Psychosine can be determined in dried blood spots, and it has been reported recently to be elevated in several newborn spots from infants who developed early infantile Krabbe disease (EIKD).3,5 However, equivocal values were noted in some high-risk and later-onset patients.5 PSY has not been established as a stand-alone test to predict KD symptoms without consideration of additional diagnostic tests.5 Krabbe NBS still requires enzyme determination and additional tests, comprising either the second tier of study of the original newborn spots analyzed for KD, or secondary additional diagnostic testing performed by physicians who later see the infants after a positive newborn test.4,5,8

The first tier of Krabbe newborn screening is analysis of the activity of galactocerebrosidase (GalC), the enzyme considered to be deficient in all cases of KD.8,9 However, GalC measured in leukocytes, as determined during the New York KD screening experience, did not predict onset or type of symptoms.10 Even though improvements in the GalC leukocyte assay may be feasible,11 there is no current evidence that GalC activity in leukocytes alone can predict symptoms with sufficient accuracy to obviate the significant false positive problem in Krabbe NBS.

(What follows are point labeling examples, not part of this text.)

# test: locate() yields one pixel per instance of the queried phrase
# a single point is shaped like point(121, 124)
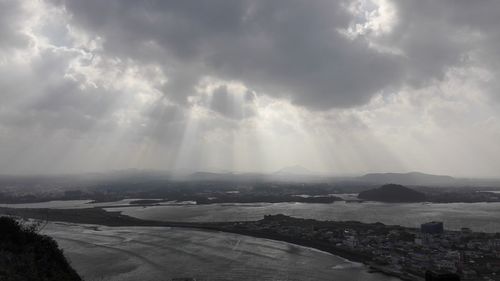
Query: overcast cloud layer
point(253, 85)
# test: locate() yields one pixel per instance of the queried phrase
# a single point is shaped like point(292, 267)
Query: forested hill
point(28, 256)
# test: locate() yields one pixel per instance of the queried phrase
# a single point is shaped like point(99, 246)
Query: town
point(407, 253)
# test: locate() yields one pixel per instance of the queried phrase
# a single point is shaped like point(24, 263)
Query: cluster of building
point(406, 252)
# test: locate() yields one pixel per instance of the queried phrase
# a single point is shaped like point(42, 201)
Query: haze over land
point(339, 87)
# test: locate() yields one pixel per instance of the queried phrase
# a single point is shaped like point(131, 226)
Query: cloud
point(333, 81)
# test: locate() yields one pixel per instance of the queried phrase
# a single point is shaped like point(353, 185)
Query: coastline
point(98, 216)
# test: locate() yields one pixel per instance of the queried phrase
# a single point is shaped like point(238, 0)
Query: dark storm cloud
point(283, 48)
point(11, 20)
point(48, 100)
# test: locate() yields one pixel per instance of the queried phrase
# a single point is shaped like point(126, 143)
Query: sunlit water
point(142, 253)
point(477, 216)
point(148, 253)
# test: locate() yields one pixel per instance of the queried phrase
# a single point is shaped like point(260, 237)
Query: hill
point(392, 193)
point(26, 255)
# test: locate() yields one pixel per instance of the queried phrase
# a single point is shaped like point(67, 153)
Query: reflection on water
point(477, 216)
point(147, 253)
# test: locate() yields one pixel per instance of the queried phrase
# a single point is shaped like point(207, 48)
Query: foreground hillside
point(28, 256)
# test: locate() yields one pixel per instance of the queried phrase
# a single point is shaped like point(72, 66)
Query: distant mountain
point(392, 193)
point(413, 178)
point(293, 170)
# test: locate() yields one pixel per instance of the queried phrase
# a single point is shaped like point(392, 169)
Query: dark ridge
point(392, 193)
point(28, 256)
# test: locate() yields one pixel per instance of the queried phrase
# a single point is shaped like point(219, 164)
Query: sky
point(338, 87)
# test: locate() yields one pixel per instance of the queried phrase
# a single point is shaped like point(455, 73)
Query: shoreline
point(98, 216)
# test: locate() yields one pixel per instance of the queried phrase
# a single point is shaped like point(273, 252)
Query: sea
point(160, 253)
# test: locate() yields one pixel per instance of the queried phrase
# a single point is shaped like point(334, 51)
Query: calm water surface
point(147, 253)
point(477, 216)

Because of the high false positive rate of newborn screening for KD, we previously investigated the potential for a bivariate analysis of PSY and GalC, as measured on the newborn screen dried blood spot specimens, to improve the false positive rate. Under the assumption that loge(GalC) and loge(PSY) have a bivariate normal distribution, a tool based on bivariate normal limits (BVNL) was developed from aggregate statistics previously reported in the literature. The tool showed great potential for highly sensitive and specific identification of EIKD cases.4 Lab-specific standardization of loge(GalC) broadened the successful application of the tool to data from multiple labs. Without the benefit of simultaneously measured GalC and PSY from a normative sample, however, it was not possible to test the bivariate normal assumption, and estimation of the distribution’s parameters was necessarily ad hoc in nature. Furthermore, the questions of whether lab-specific standardization of loge(PSY) and/or time-specific standardization of either biomarker are necessary for general application remain open.

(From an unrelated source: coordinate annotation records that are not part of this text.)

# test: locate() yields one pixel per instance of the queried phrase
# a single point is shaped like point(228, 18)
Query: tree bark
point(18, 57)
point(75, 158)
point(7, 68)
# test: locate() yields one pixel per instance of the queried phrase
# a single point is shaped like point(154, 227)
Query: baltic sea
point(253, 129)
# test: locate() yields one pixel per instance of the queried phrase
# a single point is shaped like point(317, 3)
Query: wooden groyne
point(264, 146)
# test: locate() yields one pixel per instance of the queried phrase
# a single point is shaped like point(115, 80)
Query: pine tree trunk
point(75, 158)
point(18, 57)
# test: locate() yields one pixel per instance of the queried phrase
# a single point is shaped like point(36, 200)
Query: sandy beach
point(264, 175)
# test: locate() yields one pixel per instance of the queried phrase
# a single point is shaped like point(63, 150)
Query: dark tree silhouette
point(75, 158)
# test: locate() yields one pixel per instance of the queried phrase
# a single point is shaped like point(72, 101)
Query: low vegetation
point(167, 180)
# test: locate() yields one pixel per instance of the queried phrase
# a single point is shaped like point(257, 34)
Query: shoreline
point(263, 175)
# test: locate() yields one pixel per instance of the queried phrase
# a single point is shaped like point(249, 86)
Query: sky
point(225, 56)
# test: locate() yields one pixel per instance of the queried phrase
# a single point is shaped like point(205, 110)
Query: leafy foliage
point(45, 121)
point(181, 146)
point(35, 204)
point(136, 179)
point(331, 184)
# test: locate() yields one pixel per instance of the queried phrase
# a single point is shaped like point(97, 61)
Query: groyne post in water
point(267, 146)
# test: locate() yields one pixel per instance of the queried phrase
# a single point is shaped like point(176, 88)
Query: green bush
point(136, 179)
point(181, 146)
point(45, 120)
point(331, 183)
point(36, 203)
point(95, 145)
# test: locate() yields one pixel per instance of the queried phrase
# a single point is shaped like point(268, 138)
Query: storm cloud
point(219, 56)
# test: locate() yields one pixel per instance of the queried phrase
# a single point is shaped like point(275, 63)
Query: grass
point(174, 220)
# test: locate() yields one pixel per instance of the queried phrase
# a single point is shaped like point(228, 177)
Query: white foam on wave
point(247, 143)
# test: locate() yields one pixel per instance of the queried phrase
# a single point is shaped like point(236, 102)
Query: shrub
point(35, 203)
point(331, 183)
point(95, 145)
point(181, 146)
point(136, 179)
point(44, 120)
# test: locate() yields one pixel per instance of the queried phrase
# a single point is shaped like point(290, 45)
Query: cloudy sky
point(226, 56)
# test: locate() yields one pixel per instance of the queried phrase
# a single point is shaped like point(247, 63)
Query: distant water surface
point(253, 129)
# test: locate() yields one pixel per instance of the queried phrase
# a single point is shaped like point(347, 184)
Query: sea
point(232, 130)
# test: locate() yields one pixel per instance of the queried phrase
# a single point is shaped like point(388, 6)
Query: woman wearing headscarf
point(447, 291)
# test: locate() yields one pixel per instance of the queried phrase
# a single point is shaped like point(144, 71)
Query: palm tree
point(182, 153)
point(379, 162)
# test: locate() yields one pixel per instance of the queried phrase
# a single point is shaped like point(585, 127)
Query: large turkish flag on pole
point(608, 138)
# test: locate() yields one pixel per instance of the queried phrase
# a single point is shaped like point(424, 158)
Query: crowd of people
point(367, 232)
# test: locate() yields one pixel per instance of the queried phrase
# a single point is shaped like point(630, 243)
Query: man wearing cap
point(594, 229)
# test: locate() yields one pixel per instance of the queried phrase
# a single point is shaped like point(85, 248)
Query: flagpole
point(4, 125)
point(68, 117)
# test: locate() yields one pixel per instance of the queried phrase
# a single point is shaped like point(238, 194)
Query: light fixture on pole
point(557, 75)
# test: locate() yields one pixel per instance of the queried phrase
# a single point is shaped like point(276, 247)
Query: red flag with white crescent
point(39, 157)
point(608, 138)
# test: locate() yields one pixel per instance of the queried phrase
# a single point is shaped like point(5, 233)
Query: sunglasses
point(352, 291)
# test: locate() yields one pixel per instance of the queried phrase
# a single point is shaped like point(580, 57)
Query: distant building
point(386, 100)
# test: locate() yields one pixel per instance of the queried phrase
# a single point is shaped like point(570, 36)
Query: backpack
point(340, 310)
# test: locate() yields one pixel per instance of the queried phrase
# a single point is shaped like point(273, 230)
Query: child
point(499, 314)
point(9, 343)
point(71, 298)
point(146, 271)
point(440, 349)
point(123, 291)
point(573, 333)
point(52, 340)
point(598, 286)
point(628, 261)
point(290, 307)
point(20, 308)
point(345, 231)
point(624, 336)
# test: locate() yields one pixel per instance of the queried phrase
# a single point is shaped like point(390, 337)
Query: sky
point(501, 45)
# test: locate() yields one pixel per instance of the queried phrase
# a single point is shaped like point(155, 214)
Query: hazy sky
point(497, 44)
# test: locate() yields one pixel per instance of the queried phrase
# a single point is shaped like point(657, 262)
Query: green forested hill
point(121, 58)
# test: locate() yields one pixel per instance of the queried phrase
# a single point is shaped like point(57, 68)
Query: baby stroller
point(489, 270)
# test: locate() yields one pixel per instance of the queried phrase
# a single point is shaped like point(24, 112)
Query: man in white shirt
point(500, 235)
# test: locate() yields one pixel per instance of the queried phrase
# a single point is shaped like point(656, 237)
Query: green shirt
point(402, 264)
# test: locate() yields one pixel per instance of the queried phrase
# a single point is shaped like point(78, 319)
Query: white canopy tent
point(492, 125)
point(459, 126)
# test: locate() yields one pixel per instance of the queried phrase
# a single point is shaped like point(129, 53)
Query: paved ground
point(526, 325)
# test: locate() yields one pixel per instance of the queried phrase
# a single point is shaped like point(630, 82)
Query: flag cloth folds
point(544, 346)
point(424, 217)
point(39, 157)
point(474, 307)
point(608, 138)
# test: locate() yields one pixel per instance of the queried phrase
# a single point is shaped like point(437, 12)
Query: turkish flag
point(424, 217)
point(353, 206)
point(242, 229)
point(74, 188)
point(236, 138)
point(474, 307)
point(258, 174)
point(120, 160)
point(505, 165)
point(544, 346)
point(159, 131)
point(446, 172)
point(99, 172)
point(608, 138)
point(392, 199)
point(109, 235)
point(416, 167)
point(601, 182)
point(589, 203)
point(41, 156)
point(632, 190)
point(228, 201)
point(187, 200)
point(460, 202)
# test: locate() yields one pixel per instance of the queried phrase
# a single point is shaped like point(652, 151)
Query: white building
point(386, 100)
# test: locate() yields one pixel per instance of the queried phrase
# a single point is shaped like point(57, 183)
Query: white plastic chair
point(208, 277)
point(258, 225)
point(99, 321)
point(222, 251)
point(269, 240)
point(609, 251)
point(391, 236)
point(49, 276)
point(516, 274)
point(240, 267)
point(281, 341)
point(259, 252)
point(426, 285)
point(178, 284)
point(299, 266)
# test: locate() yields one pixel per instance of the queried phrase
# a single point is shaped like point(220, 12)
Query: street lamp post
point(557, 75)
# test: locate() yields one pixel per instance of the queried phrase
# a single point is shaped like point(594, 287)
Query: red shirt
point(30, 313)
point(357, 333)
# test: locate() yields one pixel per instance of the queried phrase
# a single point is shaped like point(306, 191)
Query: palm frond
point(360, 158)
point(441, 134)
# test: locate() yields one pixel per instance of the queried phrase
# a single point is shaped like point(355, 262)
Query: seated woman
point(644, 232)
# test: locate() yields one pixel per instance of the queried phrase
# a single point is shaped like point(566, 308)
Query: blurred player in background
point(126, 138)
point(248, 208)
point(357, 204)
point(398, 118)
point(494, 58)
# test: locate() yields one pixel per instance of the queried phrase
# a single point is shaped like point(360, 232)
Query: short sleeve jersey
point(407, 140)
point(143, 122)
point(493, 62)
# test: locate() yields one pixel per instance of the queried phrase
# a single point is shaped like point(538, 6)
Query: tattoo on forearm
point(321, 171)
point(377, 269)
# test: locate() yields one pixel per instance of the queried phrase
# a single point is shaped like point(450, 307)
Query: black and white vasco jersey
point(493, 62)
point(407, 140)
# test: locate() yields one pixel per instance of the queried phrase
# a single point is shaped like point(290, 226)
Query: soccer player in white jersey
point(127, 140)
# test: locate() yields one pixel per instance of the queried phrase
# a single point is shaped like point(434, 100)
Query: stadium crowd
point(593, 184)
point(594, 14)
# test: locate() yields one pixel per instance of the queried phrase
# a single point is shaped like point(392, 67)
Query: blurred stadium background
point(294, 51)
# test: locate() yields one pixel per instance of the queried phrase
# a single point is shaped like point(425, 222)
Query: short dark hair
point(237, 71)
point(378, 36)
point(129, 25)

The goals of the current study are to finalize development and validation of the BVNL-based diagnostic tool for NYS based on simultaneous measurements of PSY and GalC from a normative sample and to continue investigating questions relevant to the more general applicability of the tool. The finalized tool could potentially prevent the anxiety experienced by parents whose infants screen positively but who are not destined to develop infantile KD, as well as the expense and potential discomfort of additional diagnostic testing of these infants.4,6,8 We report here on the development and accuracy of the finalized BVNL tool based on analysis of dried blood spots (DBS), including newborn spots that have been accumulated as part of the expansion of the World Wide Registry (WWR) for KD.12,13,14

## MATERIALS AND METHODS

### Bloodspots and patient data

The WWR contains detailed genetic and phenotypic information regarding 198 KD patients.12,13,14 A de-identified version of the WWR data has been contributed to the Longitudinal Pediatric Data Resource (LPDR) of the Newborn Screening Translation Research Network (NBSTRN).15,16 This study has been approved by the University at Buffalo’s IRB (IRB 030-385325). Each patient in the World Wide Registry has a signed consent form on file. Residual DBS were obtained, where available, from the newborn screening programs of states where registrants of the WWR were born. Fifteen of the newborn DBS were available for retrieval. Each of these DBS were analyzed for both PSY and GalC. These included the DBS of 12 infants who later developed EIKD, defined as onset of symptoms by age 6 months12,17 and 3 later-onset cases who developed symptoms prior to 30 months. We shall refer to these 15 cases studied as early childhood KD.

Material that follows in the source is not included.